On My Chair

I bought the chair on a sunny Saturday afternoon, October 6, 2018, at a thrift sale outside the Swarthmore Presbyterian Church. A kind old man sold it to me for exactly one dollar. I did not have cash on me, so I borrowed money from Youogo Kamgaing ’22, who hounded me relentlessly for the next month until I paid her back. Having gotten the chair, I gleefully rolled back to campus, all the way to my humble Willets room.

I sat in this mahogany masterpiece, the height of luxury, for two months. Never had I felt more important, special, or satisfied in my entire life. I enjoyed every moment rocking back and forth on my throne, stroking its sweeping arms and caressing its tight leather.

But all good things must come to an end. One fateful day, my roommate brought up in conversation that in his opinion, there was an obnoxious odor emanating from something within our room. I had a sinking feeling in my stomach, which immediately worsened when my roommate suggested that my dearest chair might be the culprit. Instead of becoming defensive, denying the allegation and blaming something else (like his running sneakers, or my perhaps-too-infrequent shower schedule), I went along with him and agreed to try leaving the chair in the Willets 1st lounge for a week. Because ultimately, while this chair was extremely dear to my heart, my relationship with my roommate would always take precedence.

My roommate concluded at the end of the week that the room did, in fact, smell better without the chair; rather than dispute this conclusion, I agreed to leave the chair in the Willets 1st lounge permanently. This was not a completely unideal scenario; in fact, I was actually almost pleased with how it turned out. Sure, I would rather have had the chair in the privacy of my room to sit in and do with as I pleased, but knowing that other people would be able to enjoy it too, to revel in its beauty and bask in its glory, gave me pleasure I could not have had if it were confined to the walls of Willets 113.

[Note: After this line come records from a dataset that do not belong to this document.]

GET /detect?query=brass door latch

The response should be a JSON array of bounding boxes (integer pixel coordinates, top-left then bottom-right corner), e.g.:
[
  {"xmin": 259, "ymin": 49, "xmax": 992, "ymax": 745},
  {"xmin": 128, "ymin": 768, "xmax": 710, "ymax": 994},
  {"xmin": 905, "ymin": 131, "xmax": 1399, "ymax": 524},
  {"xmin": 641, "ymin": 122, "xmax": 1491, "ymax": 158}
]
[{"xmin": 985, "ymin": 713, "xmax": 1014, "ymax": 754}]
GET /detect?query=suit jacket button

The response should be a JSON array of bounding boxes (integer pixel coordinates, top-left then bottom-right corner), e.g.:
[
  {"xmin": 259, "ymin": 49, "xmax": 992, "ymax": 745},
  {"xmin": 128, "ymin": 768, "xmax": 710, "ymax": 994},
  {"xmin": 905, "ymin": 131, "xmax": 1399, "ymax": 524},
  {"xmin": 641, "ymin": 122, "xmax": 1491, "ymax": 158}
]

And of course, with it being so close, I too was still able to use my chair whenever I needed. I sat in this chair to work on math late at night, to journal when I was moved to do so, or just to lean back and relax. This chair kept me company at all times of the day, on all days of the week.
It was not the best chair in the world (it did cost only one dollar for a reason). The springs were old, the wheels were stuck, the leather was dry and crumbling, and it probably had bed bugs or something. But I loved it, and it really meant something to me.

It still does, even now that it is gone. On Wednesday, February 20, around 6:00 p.m., my chair was spotted in the Willets basement lounge. Around three hours later, it was gone. I do not think that this abduction was an act of malice. If anything, I think it was an act of love, an expression of desire for my chair. I understand this, because it is the same desire that led me to purchase my chair in the first place. I’ll be honest, if I saw such a glorious chair sitting defenseless in the lounge for months, I too would be tempted to take it for my own. So I will not try to claim the moral high ground — that is not what I am looking for.

I am only looking for my chair. I put it in the lounge for the betterment of Willets and for the betterment of my relationship with my roommate. But this world is a cruel one, and in spite of my good will, I was deprived of my chair that I love so much.

The responses I have gotten to my plight have, for the most part, been cynical. “It’s your fault,” they say. “If you leave something in the lounge for two months you should expect it to be stolen,” they say. But I refuse to be a cynic. I trusted the people of Willets when I put my chair in the lounge. Even now, I still have an ounce of trust, faith telling me that my chair will be returned to its rightful place in the Willets 1st lounge.

Editor’s Note: Gidon has since been reunited with his chair, thanks to the kind and selfless folks of Willets basement. With that being said, the editor still felt it fitting to include this piece in this issue because (1) it serves as an example for any other lost chairs that might be out there and (2) it demonstrates the dramatics that Swatties will go to to be reunited with their loved ones.